Die Atombombe war und ist der verheerendste Sprengsatz, den sich der menschliche Geist vorstellen kann.
Die Atomsprengköpfe von Hiroshima und Nagasaki hatten eine Sprengkraft von 15 bzw. 20 Kilotonnen. Heutige (amerikanische, russische und chinesische) Bomben sind fünf- bis zehnmal stärker, wenn sie als taktische Waffen eingesetzt werden, während strategische Bomben zehn- oder hundertmal stärker sein können.

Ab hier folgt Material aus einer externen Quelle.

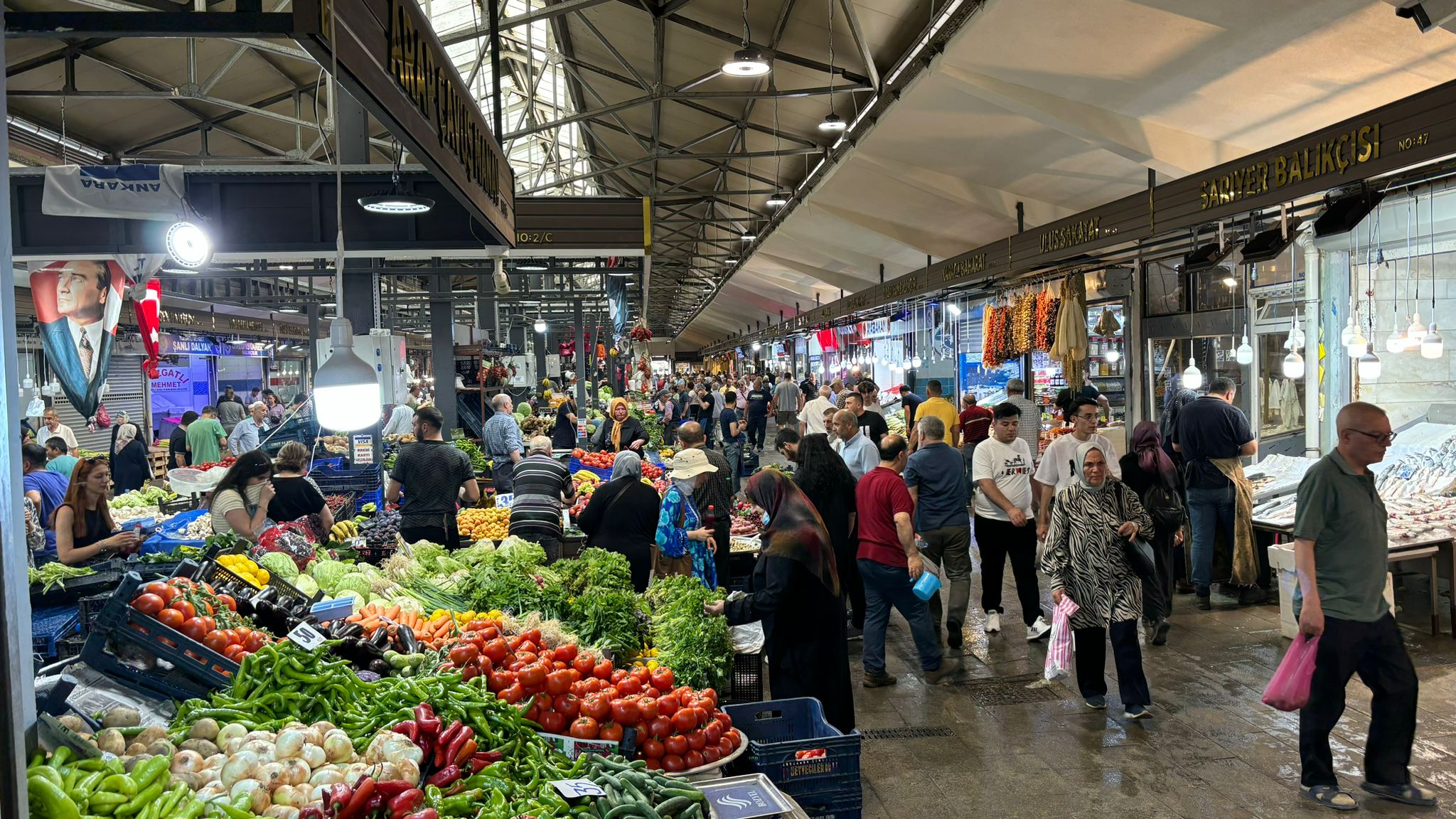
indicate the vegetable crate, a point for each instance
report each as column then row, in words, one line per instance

Doch nach der katholischen Lehre ist die Atombombe, so schrecklich sie auch sein mag, weniger schlimm als eine einzige schwere Sünde. Der Grund dafür ist, wie der heilige Thomas von Aquin erklärt, daß „die Todsünde ihrer Art nach ein unermeßliches Übel ist; sie übersteigt alle körperlichen Schäden, ja sogar die Verderbnis des gesamten materiellen Universums“ (Summa Theologiae, I‑II, q. 73, a. 8, ad 3). Das körperliche Übel kann auch eine Rolle in der göttlichen Vorsehung spielen und einem größeren Gut dienen, aber eine einzige Todsünde ist schlimmer als alle körperlichen Übel des Universums zusammen, weil sie ein direktes und freiwilliges Vergehen gegen Gott ist, das den ewigen Verlust der Seele verursacht, und das Gut der Seele ist dem des Körpers unendlich überlegen (Summa Theologiae, II-II, q. 26, a. 3).

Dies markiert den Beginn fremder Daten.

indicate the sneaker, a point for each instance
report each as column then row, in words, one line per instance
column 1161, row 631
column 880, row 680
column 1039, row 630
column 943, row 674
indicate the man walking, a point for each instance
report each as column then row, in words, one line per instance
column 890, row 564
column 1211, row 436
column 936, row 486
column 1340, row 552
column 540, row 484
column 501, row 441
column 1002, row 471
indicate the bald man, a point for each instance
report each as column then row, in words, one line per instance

In Hiroshima wie in Nagasaki gab es jedoch einige Ereignisse, die uns daran erinnern, daß Gottes Liebe stärker ist als der Tod und uns vor allem Bösen schützen kann.
In Hiroshima lebte 1945 eine kleine Gemeinschaft deutscher Jesuitenpatres im Pfarrhaus der Mariä-Himmelfahrts-Kirche, nur acht Blocks vom Epizentrum der Atombombenexplosion entfernt.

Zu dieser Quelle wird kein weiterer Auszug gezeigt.